Tinubu has consistently argued that stronger fiscal foundations are critical to achieving his administration’s Renewed Hope Agenda.
The President’s remarks came against the backdrop of criticism from some quarters about the state of the economy, particularly inflationary pressures and hardship linked to subsidy removal and exchange rate unification.
His reference to revenue growth during the meeting with the Buhari Organisation was partly aimed at countering those narratives.
Presidency sources said the figures were also meant to reassure Nigerians and international partners that the fiscal trajectory is stabilising and that Nigeria’s dependence on volatile oil markets is finally giving way to a more diversified model.

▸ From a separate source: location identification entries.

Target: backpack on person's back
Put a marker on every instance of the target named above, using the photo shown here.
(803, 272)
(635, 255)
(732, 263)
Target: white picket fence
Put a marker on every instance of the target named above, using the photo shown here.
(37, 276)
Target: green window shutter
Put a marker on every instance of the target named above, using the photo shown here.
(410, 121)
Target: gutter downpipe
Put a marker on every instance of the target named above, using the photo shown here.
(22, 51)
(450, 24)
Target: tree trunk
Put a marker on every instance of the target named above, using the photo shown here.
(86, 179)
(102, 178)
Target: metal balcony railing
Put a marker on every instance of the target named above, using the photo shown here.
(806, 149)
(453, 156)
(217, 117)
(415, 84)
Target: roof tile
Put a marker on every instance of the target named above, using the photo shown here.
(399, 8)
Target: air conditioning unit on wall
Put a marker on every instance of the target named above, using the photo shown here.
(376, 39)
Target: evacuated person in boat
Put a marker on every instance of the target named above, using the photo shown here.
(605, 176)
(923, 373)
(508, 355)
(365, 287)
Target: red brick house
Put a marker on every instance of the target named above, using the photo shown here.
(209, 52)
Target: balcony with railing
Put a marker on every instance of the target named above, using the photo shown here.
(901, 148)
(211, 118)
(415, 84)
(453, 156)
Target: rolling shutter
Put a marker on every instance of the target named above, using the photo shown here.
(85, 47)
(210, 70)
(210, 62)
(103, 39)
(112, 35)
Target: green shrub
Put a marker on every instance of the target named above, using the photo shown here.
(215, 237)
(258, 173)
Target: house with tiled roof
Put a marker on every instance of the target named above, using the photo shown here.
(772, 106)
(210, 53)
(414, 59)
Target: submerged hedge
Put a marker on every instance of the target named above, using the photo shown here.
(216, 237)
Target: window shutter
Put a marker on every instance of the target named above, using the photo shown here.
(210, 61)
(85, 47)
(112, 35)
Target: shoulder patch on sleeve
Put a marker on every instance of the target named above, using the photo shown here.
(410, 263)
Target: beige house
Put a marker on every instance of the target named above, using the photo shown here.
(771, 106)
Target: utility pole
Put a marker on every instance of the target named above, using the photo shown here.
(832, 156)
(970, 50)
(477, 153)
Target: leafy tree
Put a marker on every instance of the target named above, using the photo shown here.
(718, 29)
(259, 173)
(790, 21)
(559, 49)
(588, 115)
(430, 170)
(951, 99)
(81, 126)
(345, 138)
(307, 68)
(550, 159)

Observers note, however, that if sustained, the performance could strengthen the government’s credibility with credit rating agencies and development partners, while giving states and local governments the resources to deliver more visibly at the grassroots level.
Officials say the administration is set to press forward with ongoing reforms to widen the tax base, deepen digitisation, and enforce compliance more stringently.
President Tinubu has already directed the Secretary to the Government of the Federation to ensure that all Ministries, Departments, and Agencies implement mandatory health insurance as part of efforts to expand social protection coverage.
Other revenue-side reforms, including excise adjustments and efficiency drives in government enterprises, are also underway.
At the same time, the President has pledged to ensure that fiscal reforms are balanced with measures that protect the most vulnerable, including targeted social investment programmes and food security interventions.